We hebben dan wel geen bewijs dat van de Bundesbank deze zinsconstructie afkomstig is (DPA-AFX zal het bewijs hebben) maar het zou uitermate ongebruikelijk zijn als het nieuwsagentschap op eigen houtje het zo heeft neergeschreven.

Het is dus redelijk te veronderstellen dat wat we in het verleden altijd al gedacht hebben, namelijk dat het goud van de Duitse centrale bank dat sinds de zestiger jaren in het buitenland, en dan met name bij de New York Fed zou zijn opgeslagen, nooit in fysieke vorm heeft bestaan. Het zogenaamde Duitse goud in het buitenland moet dan gewoon gebaseerd zijn (geweest) op boekhoudkundige mutaties.
Dat zal de Bundesbank natuurlijk nooit toegeven. In dat geval zou namelijk haar verhaal dat zij de goudstaven die zij teruggekregen heeft van de New York Fed (en heeft omgesmolten), en wat daar meer dan 50 jaar opgeslagen is geweest,  een sprookje blijken te zijn.

Al jaren probeert de Duitse edelmetalenvereniging "Repatrieer ons goud" middels een publieke campagne de originele fysieke Duitse goudstaven die zouden zijn opgeslagen in kluizen in New York, London, en Parijs met eigen ogen te kunnen zien. Maar noch de Bundesbank noch de New York Fed hebben ooit enig bewijs laten zien - door middel van foto's, nummers op goudstaven, video's van het omsmelten van de goudstaven, enz. Het enige dat ooit als informatie naar buiten gekomen is, zijn vage verklaringen met incomplete staafnummers, waardeloze goudstavenlijsten en onvolledige "interne audit" rapporten.
Als de Duitse goudstaven die in haar buitenland zijn opgeslagen, in werkelijkheid alleen maar papieren goudclaims en boekhoudmutaties zijn, dan blijken de puzzelstukjes op haar plaats te vallen en klopt het totaalplaatje. En pas nu, na jaren van aanhoudende publieke druk, blijkt een deel van het goud ineens fysiek geworden te zijn bij het transport over de Atlantische Oceaan, en lijkt het erop dat de Federal Reserve het goud "naar Europa overmaakt", waar de Bundesbank er nieuwe goudstaven voor kan kopen. En nu hoeven de Bundesbank en de Federal Reserve niet 120.000 Duitse goudstaven van de vijftiger en zestiger jaren meer te tonen, een hoeveelheid die hoogstwaarschijnlijk nooit heeft bestaan.
Persbureau DPA-AFX en de Bundesbank blijken dus de Bretton Woods "gold book entry" wereld van de zestiger jaren te hebben omarmd.
Ook hebben we inzicht verkregen in de obscure verborgen wereld van de kluizen van de centrale banken, zowel in de jaren 50-60 van de vorige eens als vandaag de dag. Jammer genoeg blijft het misleidende nieuws over goud in Duitsland gewoon doorgaan.

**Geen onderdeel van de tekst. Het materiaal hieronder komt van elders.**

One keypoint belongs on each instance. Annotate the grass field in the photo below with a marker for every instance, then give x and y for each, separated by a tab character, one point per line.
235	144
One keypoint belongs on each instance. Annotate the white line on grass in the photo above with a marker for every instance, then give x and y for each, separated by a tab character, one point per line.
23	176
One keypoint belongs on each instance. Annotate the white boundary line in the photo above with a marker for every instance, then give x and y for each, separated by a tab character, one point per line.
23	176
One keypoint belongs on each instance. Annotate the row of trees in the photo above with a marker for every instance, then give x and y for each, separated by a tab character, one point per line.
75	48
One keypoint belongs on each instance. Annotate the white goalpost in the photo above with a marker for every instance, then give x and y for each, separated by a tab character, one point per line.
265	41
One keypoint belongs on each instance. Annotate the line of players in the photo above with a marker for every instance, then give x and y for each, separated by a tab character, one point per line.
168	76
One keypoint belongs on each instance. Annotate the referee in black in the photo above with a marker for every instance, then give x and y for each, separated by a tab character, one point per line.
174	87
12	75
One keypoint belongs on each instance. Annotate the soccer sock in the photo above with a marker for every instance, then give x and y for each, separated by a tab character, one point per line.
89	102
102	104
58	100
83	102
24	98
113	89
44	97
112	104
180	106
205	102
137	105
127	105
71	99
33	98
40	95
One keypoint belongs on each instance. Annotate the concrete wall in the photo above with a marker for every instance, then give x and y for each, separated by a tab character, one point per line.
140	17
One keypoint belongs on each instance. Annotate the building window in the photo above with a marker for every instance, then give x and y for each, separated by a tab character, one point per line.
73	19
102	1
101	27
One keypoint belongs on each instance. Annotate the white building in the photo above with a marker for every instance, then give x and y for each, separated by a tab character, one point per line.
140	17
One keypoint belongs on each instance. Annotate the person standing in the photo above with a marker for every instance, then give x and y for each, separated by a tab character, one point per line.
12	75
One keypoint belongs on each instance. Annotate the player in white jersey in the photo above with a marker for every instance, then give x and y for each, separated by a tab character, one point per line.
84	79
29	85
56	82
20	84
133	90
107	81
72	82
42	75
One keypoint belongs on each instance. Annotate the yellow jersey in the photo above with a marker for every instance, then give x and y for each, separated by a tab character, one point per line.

Terwijl directeur Carl-Ludwig Thiele van de Bundesbank op 24 december jl. aankondigde dat zijn bank nog eens 200 ton goud "gerepatrieerd" heeft uit New York en Parijs lijkt er nog steeds een gebrek aan transparantie te zijn over de kluizen van de Bundesbank zèlf in Frankfurt. Van de daar aanwezige goudstaven zijn ook nooit lijsten openbaar gemaakt -- een "inventaris nummer lijst" die wèl getoond is, is waardeloos - en er zijn nooit foto's of video's van de er aanwezige 125.000 goudstaven getoond, er is nog nooit een door externe auditors  getekende verklaring getoond van een controle van de fysieke goudvoorraad in de kluizen van de centrale bank in Frankfurt.

Onze conclusie is dat de "Repatrieer ons goud" campagne genoegen neemt met wat verklaringen over de voortgang bij het fysieke-goud front, en dat vinden we vreemd gezien het "bewijs" dat de Bundesbank laat zien (geen, dus) ter ondersteuning van haar verklaring dat er veel goudstaven zijn teruggebracht naar Frankfurt. Afgaande op nieuws van DPA-AFX (namelijk dat het Duitse goud bij de New York Fed eigenlijk alleen maar papieren goud is) hadden wij verwacht dat de campagne zou aandringen op het terughalen van al het fysieke goud uit New York.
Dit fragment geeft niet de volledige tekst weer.